To my surprise and pleasure, the Dell workstation came with a 10 GbE motherboard port. I’ve been using 10 GbE for about 5 years now in the server room, using mostly fiber connections, but, in recent years, some copper ones. I’ve bought workstations with it, but never used that capability. I decided to network the new workstation with the Lenovo P16 laptop. I thought that 2.5 Gb/s would probably be fast enough, so I 0ordered a D-Link 2.5 GbE 5-port switch and some Cat 7 cables. Everything appeared to go fine. I made some large transfers with apparent success. But when I ran Ookla SpeedTest, the uploads failed.
I swapped the port on the workstation to the 1 GbE port, and things went swimmingly. I swapped ports on the D-Link switch and it made no difference.
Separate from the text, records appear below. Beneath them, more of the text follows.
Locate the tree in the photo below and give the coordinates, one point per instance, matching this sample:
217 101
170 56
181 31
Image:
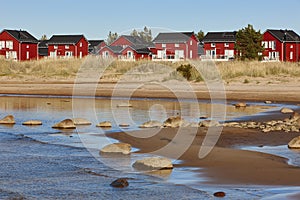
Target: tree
111 37
44 37
200 35
146 34
249 43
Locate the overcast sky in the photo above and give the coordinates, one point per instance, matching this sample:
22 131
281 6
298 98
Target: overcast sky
95 18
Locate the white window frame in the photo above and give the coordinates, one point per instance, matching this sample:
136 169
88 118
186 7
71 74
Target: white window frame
2 44
9 44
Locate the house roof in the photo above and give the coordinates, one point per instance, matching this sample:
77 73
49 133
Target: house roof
94 43
65 39
220 37
284 35
174 37
22 36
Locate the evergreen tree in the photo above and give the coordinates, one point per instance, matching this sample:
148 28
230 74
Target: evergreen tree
249 43
200 35
111 37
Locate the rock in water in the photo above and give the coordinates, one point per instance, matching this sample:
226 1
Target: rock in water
117 148
151 124
286 111
9 119
156 163
65 124
240 105
120 183
219 194
174 122
81 121
32 123
105 124
294 143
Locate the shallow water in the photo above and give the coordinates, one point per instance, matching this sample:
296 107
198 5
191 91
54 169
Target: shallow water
51 110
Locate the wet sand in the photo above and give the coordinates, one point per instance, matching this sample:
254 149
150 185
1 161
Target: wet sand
226 164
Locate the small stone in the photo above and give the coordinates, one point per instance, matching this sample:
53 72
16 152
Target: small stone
32 123
240 105
9 119
286 111
151 124
65 124
105 124
117 148
81 121
219 194
120 183
155 163
294 143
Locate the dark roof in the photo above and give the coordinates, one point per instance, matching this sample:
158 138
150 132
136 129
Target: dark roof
43 47
22 36
220 37
175 37
94 43
65 39
285 35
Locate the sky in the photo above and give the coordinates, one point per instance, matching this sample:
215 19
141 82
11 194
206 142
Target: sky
95 18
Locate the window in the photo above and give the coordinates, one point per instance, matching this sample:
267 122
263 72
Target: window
265 44
2 44
9 44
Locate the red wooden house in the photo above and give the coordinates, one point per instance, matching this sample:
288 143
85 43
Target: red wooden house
128 48
281 45
68 46
18 45
220 45
175 46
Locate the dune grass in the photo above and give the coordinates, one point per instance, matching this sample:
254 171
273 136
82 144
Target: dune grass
67 69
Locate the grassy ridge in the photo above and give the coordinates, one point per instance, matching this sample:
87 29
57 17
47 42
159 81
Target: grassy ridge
67 68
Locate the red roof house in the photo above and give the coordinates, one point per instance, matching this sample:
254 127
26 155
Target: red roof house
127 47
18 45
175 46
220 45
281 45
68 46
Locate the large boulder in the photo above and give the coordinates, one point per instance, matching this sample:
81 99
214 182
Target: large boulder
174 122
156 163
105 124
32 123
81 121
120 183
286 111
9 119
65 124
209 123
151 124
117 148
294 143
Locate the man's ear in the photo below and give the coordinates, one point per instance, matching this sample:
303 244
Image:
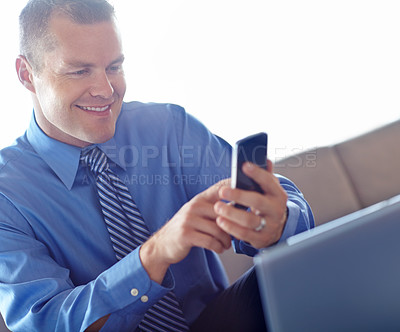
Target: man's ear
25 73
I swapped Ethernet cables, and that made no difference, either.
Then I remembered that I’d had some difficulty a few years back in the server room mixing and matching 10 GbE and 2.5 GbE devices.
There was no problem with 10 MbE, 100 Mb,E and 1 GbE devices, probably because the faster ones came after the slower ones. But we jumped from 1 GbE to 10 GbE, then we went back and filled in the 2.5 Gb/s and 5 Gb/s connections, so there are proobably devices out there that don[‘t know how to negotiate down from 10 Gb/s to 2.5 or 5.
So I bought a QNAP switch, with two 10 GbE ports and four 2.5 GbE ones. I hooked the 10 GbE port on the workstation to one of the 10 GbE ports on the switch, and I hooked the laptop up to one of the 2.5 GbE ports on the switch.